If ties are eliminated does not symmetry trump number of flips?

That is, if "tails" was used instead of "heads" would not the answer have to be the same?

For symmetry to hold, you need to change "heads" to "tails" in the given condition as well. There is no guarantee that P(Joe flipped more heads|Someone flipped more heads) + P(Joe flipped more tails|Someone flipped more tails) = 1, because the given part has changed.

I envisioned that removing ties made the given parts equivalent.

That is, if "someone has flipped more heads" then necessarily "someone has flipped more tails."

But all it means for sure is that "someone else flipped fewer heads."

The counter example is if no tails have been flipped at all and Joe has flipped one more time than Moe.

Then it's not true that someone has flipped more tails. I missed that point.

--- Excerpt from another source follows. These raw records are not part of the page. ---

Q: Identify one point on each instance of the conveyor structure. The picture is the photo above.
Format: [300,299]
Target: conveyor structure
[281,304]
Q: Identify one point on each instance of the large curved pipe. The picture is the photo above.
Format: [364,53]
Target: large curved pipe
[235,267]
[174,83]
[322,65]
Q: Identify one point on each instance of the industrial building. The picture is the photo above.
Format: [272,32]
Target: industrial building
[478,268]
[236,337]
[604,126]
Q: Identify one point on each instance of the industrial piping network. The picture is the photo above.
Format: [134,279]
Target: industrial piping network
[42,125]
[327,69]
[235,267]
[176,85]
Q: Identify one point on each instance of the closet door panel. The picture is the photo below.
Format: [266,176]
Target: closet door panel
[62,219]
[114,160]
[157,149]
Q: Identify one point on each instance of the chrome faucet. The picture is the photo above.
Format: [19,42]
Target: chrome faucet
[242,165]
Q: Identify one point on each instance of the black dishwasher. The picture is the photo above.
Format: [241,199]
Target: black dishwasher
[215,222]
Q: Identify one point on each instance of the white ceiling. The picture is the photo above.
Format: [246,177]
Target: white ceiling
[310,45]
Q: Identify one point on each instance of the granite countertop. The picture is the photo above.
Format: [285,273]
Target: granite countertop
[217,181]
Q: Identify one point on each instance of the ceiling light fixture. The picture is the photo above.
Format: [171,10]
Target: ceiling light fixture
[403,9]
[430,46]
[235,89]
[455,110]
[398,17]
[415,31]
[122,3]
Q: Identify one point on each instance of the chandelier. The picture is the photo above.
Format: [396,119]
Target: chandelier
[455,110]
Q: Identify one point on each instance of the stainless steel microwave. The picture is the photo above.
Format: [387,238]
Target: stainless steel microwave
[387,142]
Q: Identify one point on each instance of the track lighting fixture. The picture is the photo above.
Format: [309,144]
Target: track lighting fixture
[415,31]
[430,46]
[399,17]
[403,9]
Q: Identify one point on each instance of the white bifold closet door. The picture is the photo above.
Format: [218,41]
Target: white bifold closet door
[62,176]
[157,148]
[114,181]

I was contending, nevertheless, that the answer is always 50% that it was Joe.

But the above distribution (e.g. HHHHH / HHHH)cannot occur for Moe [Moe never has more flips than Joe.]

So the symmetry is broken, and proximity to a 50% result depends on the total number of flips being large, just as you say.

The best wording would have been that after 2n+1 flips someone has more heads.

What is the probability that it is Joe?

Analysis: the first 2n flips expect to give J&M equal numbers of heads.

Joe's last flip has a 50% chance of giving him another one.

Thanks for thinking this through with me, patiently.